Greenpeace

Presseerklaerung vom 26. Januar 2000

Strahlende Castoren bleiben ungeklaert.
Trittin muss halten, was Merkel versprochen hat

Hamburg 26.1.2000. Greenpeace kritisiert die Entscheidung von Bundesumweltminister Trittin, ab sofort wieder neue
Atomtransporte zu genehmigen. Die heute in Berlin vom Bundesamt fuer Strahlenschutz bekannt gegebene Genehmigung erfolgt knapp zwei Jahre nach dem Castorskandal und dem von der damaligen Umweltministerin Angela Merkel verhaengten Transportstopp.

Die Atomkraftwerke Biblis, Neckarwestheim und Philippsburg werden vermutlich als erste ihre hochradioaktiven Abfaelle in das Zwischenlager in Ahaus transportieren. Damit setzt sich die gefaehrliche Atommuellspirale wieder in Gang, bevor die Ursachen fuer die verstrahlten Castoren ausreichend untersucht wurden. "Angela Merkel hat versprochen, keine Transporte mehr zu genehmigen, bevor die Ursachen nicht vollstaendig aufgeklaert sind. Von Juergen Trittin erwarten wir, dass er diese Zusage einloest", sagt Susanne Ochse, Energieexpertin bei Greenpeace.

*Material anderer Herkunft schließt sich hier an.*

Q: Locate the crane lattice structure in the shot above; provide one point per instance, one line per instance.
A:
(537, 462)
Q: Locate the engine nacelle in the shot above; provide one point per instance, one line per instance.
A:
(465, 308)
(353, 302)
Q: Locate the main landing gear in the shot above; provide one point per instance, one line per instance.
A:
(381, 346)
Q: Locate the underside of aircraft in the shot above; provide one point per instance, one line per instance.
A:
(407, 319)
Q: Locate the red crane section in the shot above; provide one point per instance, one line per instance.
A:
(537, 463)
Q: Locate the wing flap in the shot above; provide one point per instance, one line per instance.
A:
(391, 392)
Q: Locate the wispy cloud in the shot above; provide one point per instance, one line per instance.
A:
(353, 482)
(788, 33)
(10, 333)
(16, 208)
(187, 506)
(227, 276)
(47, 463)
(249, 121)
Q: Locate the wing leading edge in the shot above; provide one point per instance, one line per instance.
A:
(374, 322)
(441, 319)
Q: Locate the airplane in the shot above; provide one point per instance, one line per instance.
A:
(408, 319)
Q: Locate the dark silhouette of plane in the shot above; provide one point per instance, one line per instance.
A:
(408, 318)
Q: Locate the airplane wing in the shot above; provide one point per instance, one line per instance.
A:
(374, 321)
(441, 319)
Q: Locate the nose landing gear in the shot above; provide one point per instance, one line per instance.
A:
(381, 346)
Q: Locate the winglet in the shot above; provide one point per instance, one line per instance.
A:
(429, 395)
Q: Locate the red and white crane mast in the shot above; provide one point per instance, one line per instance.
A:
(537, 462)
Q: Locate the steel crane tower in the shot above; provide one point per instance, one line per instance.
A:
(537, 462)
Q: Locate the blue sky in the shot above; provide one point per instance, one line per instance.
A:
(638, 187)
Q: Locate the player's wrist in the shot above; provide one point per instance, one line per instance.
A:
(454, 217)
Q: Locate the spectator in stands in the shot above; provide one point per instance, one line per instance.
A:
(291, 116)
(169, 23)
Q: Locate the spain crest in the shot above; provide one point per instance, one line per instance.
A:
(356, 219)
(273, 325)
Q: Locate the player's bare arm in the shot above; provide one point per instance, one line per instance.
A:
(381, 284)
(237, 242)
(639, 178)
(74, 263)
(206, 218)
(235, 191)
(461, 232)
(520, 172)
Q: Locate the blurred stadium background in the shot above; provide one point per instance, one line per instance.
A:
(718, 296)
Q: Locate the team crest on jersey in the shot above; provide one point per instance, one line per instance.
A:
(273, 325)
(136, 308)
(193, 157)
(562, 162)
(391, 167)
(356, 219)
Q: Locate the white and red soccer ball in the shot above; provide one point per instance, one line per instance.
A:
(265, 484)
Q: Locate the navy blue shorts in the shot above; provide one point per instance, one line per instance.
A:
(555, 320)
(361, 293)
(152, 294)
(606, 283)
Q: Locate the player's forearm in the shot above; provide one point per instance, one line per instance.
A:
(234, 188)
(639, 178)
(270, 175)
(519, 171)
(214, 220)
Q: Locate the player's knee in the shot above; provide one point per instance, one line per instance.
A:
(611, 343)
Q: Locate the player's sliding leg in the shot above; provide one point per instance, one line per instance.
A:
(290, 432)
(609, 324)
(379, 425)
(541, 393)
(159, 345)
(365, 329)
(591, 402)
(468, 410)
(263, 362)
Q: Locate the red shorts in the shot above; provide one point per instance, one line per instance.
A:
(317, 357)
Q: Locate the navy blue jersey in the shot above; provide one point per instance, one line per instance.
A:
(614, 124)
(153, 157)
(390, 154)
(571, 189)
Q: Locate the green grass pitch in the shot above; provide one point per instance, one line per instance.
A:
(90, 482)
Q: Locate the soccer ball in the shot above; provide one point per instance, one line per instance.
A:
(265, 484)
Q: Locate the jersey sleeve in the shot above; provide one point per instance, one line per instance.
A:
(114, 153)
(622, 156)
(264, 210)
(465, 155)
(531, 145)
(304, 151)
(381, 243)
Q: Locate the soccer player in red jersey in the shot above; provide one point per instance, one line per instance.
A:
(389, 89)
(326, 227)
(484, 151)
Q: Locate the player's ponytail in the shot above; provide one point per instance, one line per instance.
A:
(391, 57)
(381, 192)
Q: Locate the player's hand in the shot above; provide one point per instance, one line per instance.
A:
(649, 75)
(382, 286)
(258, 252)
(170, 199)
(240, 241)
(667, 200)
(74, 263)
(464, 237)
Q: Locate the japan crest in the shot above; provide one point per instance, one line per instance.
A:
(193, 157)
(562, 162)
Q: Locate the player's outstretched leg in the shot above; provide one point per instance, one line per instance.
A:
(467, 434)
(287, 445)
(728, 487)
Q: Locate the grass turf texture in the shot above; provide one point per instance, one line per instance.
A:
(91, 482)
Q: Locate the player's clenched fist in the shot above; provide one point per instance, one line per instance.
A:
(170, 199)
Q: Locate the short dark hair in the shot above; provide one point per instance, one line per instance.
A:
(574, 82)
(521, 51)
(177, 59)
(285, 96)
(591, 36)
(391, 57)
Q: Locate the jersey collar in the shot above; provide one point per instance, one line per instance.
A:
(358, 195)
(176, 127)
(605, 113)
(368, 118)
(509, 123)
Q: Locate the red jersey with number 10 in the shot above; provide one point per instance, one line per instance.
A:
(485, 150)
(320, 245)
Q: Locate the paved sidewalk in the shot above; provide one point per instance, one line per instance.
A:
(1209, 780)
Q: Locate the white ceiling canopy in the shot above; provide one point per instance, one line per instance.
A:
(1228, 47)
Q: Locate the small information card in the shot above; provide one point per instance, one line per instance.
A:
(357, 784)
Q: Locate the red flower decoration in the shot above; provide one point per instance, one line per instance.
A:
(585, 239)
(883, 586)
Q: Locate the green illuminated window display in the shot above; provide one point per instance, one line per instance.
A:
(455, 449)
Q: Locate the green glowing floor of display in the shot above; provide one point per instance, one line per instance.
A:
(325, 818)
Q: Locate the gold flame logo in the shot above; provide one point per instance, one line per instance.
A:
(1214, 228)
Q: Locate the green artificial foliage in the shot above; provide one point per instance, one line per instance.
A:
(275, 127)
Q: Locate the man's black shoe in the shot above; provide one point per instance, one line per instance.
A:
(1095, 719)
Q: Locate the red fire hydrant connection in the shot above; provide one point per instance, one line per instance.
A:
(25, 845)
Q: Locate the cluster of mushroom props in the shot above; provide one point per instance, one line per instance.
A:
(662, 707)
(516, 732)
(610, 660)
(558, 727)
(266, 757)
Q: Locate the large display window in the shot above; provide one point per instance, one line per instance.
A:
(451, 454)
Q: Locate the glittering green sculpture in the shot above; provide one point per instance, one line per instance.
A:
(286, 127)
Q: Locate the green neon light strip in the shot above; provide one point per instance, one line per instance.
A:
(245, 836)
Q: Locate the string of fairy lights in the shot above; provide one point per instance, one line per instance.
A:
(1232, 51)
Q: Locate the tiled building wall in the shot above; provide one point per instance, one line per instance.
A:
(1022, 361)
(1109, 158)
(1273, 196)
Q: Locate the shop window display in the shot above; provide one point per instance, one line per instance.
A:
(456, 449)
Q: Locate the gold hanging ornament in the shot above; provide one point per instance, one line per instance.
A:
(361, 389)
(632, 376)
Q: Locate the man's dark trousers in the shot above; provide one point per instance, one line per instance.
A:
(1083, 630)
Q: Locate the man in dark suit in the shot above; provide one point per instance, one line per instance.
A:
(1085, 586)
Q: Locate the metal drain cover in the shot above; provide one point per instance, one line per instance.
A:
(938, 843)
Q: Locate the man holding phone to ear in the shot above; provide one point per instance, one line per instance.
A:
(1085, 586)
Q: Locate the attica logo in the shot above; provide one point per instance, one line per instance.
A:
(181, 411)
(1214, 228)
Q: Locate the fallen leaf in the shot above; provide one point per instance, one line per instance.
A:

Die beiden wichtigsten Fragen - warum wurden bei manchen Transporten Grenzwerte ueberschritten und bei anderen nicht und warum sind die Grenzwertueberschreitungen bei der Abfahrt der Transporte nicht zu messen, sondern nur am Zielort - sind nach wie vor nicht beantwortet. Dazu gibt es nur Vermutungen, aber keine Belege.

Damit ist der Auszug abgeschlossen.